📒 9 📒

1K 111 1
                                    

Terkadang sebuah ketidaksengajaan memang membuahkan hasil yang lebih baik.

•••

Alya terlihat menarik tangan Rani. Berjalan menerobos kerumunan orang-orang yang akan keluar, seusai acara pembukaan tadi.

"Lo ... serius nerima Alvin?" Alya menatap Rani tidak percaya. Ia cukup tahu betapa besarnya perasaan Rani pada seseorang.

Dan itu bukan pada Alvin.

Rani berusaha tersenyum di tengah air matanya yang bahkan tidak bisa berbohong barang sedetikpun, mereka tetap berjatuhan seenaknya. Rani mengangguk pelan. Semua orang pun tahu anggukan itu merupakan anggukan kurang yakin.

"Lo ribetin diri lo sendiri, Ran." Alya menatap Rani penuh pengertian. Ia terlihat cemas. Meskipun Rani mengangguk, tapi batin seorang sahabat sudah pasti bisa merasakan kebohongannya dengan jelas.

"Alvin orangnya baik kok, Al. Nanti juga gue bakal suka dengan sendirinya. Jadi lo nggak usah khawati—"

"Perasaan nggak sebercanda itu," pungkas Alya. Masih dengan suara lembutnya seperti biasa, tapi terdengar tegas.

Rani terdiam. Perlahan pandangannya beralih ke arah Alya, mencari pembelaan di sana. "Coba lo posisiin diri lo jadi gue, Al."

Alya menatap heran. Selang beberapa detik, tatapannya berubah kaget. Dari belakang Rani, ia melihat seseorang baru saja keluar dari sebuah ruangan. Tetapi seketika terhenti, ingin mendengar adu pendapat yang dilakukan kedua perempuan depan ruangan itu.

Lelaki itu menatap ke arah Alya dan Rani.

"Lo ditembak sama salah satu lelaki terkenal di kampus, di depan banyak orang. Hal yang paling mustahil bagi orang-orang tuh kalo gue jawab nggak. Dan ... habis itu mereka semua bakal nanya, kenapa gue nolak? Apa lo punya alasan paling masuk akal untuk nolak Kak Alvin?"

Alya hanya terdiam. Ia beku melihat lelaki di belakang Rani yang juga ikut diam—bersandar di tembok—mendengarkan penjelasan Rani, dengan gaya santainya.

Alya menatap Rani, ingin mengajak perempuan itu ke tempat yang sepi dan cukup enak jadi tempat berbincang hal seperti ini. Tapi itu terhenti, ketika Rani justru melanjutkan ucapannya dengan nada kesal dan dengan suara yang cukup keras.

"APA GUE HARUS JUJUR JAWAB, KARENA GUE SUKA SAMA KAK KAREL?!"
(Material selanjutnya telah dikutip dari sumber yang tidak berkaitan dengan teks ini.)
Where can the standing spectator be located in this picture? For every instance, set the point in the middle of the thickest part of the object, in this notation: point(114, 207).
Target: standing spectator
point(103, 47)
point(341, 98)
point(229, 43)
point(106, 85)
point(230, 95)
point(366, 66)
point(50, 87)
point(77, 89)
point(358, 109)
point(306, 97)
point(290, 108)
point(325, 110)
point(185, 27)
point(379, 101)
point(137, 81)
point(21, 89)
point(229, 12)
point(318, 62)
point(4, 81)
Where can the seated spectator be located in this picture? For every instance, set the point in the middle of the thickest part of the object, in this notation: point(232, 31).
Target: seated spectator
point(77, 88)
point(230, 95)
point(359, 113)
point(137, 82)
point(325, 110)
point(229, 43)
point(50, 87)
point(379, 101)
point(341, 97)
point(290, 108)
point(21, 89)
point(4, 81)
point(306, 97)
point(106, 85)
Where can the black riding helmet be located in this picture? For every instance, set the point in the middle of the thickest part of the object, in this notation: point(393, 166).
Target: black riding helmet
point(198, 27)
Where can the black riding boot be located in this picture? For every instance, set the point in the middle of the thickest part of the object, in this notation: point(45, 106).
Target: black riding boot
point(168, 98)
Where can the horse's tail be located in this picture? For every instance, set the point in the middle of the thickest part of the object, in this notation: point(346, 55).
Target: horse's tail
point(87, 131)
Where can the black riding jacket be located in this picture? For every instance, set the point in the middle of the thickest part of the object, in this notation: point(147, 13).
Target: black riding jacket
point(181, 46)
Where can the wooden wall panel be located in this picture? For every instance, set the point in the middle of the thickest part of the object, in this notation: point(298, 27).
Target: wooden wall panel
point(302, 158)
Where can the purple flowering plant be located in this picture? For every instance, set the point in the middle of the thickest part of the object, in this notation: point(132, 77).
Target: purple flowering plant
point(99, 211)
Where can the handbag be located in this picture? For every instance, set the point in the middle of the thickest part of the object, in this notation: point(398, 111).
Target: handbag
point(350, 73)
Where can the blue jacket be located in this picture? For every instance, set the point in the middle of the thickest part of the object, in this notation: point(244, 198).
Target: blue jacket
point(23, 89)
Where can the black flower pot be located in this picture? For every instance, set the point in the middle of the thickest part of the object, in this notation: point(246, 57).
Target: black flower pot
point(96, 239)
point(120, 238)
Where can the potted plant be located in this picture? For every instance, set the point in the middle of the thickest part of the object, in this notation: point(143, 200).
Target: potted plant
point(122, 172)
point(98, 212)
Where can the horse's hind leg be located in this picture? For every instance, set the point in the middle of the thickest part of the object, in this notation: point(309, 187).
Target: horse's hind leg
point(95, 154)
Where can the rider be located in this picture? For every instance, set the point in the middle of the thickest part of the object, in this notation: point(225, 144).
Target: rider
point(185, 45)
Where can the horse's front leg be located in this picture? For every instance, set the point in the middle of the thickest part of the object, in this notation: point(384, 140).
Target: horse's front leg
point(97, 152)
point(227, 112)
Bukan hanya Alya yang memasang wajah kaget. Bahkan lelaki yang sejak tadi mendengarkan ucapan mereka, seketika menatap ke arah Rani, sesaat setelah namanya disebut.

Koridor ini memang sepi, hanya saja kebetulan ada seorang lelaki yang baru keluar dari salah satu ruangan di sana. Alya meringis pelan, ingin rasanya ia menarik Rani menjauh dari sana. Hanya saja perempuan itu sedang serius-seriusnya mengutarakan kekesalan, ia tidak mungkin memotong ucapannya begitu saja.

"Jatuh-jatuhnya gue yang paling kasian, Al. Belum tentu juga Kak Karel suka sama gue." Rani berusaha menghapus air matanya.

Alya hanya bisa menatap iba sahabatnya. Suasana terasa semakin hening, hanya isakan pelan Rani yang terdengar.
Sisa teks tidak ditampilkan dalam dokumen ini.